I talked about my mountain hiking experience -- it took a lot to push myself through that situation. But looking back, I never once was negative about the hike. I look back and am happy with how I handled the situation because I was relying on God to strengthen me to help me to reach the top. And how thankful I am for how that situation turned out because it turned out far better than I could have imagined.
At Frontier, I was assigned to the decks crew. This meant we were responsible for staining every deck at camp. It was definitely not an easy task. There were 40+ decks at camp, many of them very large, too. While it was often easy to get down about the work we had to do, to feel exhausted after walking 10-15 miles per day (which is crazy!!!!) I tried my best to not let the daunting task get to me and instead focus on why I was doing the work. I signed up to serve God this week, and He calls us to do His work without complaining (see Philippians 2:14).
Now I definitely complained, and got frustrated. But I know now the importance of taking a break, sitting alone, and spending time with God. Each time I asked God to get me through the situation and focused on Him for strength and perseverance, I made it through.
This week also taught me how small I am, but apart from that, God loves me so much and I matter so much. Being surrounded my mountains and the beauty of the world that God created made me feel so small. I loved it though, because even though there were so many beautiful things around me, I was reminded that God sees me as wondrous as the mountains around me.
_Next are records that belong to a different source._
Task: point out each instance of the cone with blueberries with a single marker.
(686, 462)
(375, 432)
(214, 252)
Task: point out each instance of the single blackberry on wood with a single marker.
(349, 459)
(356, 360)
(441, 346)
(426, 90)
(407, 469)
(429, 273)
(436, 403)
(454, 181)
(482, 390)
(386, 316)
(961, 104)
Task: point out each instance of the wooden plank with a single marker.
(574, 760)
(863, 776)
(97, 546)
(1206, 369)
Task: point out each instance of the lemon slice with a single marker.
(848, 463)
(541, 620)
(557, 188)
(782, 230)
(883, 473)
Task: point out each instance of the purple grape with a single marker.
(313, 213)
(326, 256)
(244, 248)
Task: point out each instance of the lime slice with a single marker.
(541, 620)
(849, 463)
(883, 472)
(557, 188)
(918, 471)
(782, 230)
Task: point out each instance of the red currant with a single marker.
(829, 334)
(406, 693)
He loves me, knows me, and sees me as beautiful as the mountains He carved with His own hands. How cool is that?!
This week also taught me that I am so in love with the mission of Young Life. We spent a lot of time praying over the summer staff, work crew, and campers that would grace the camp this summer. I loved thinking that some kid would walk along the deck that I stained and I loved thinking of all the work that people were doing all over camp with kids in mind.
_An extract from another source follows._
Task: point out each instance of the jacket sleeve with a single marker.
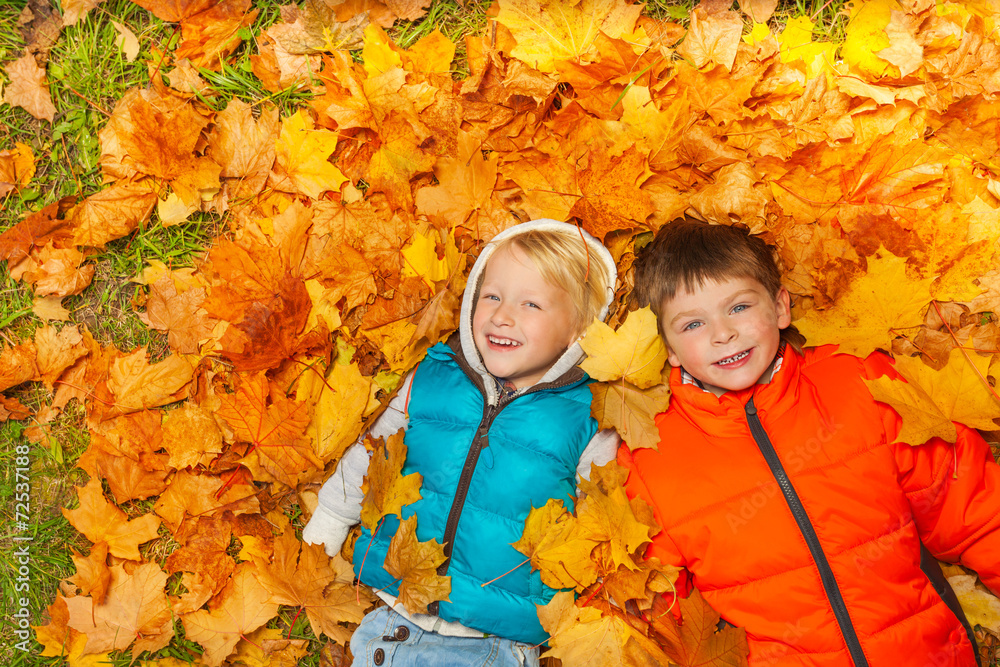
(953, 491)
(340, 497)
(600, 450)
My life was forever changed from my time at camp and I prayed that the same would happen for even just one kid. I prayed that a kid would give his or her life to Christ here at Frontier. Young Life is doing amazing things through the camp experience, and I am so thankful to be a part of this wonderful ministry.
While the week taught me so many more things, the last thing I will share is that the week showed me the splendor of grace. I am in no way deserving of the love that Christ pours out for me. I make endless mistakes, fall short of deserving, and turn away from God. Yet each time I come running back to Him, His arms are wide open for me. I can't even put into words how humbling God's grace and love is and just how miraculous it is.
I'm so thankful that I had the opportunity to serve this past week and to spend a week in God's beautiful creation. My eyes are forever opened wide when I spend time serving and experiencing Young Life's mission.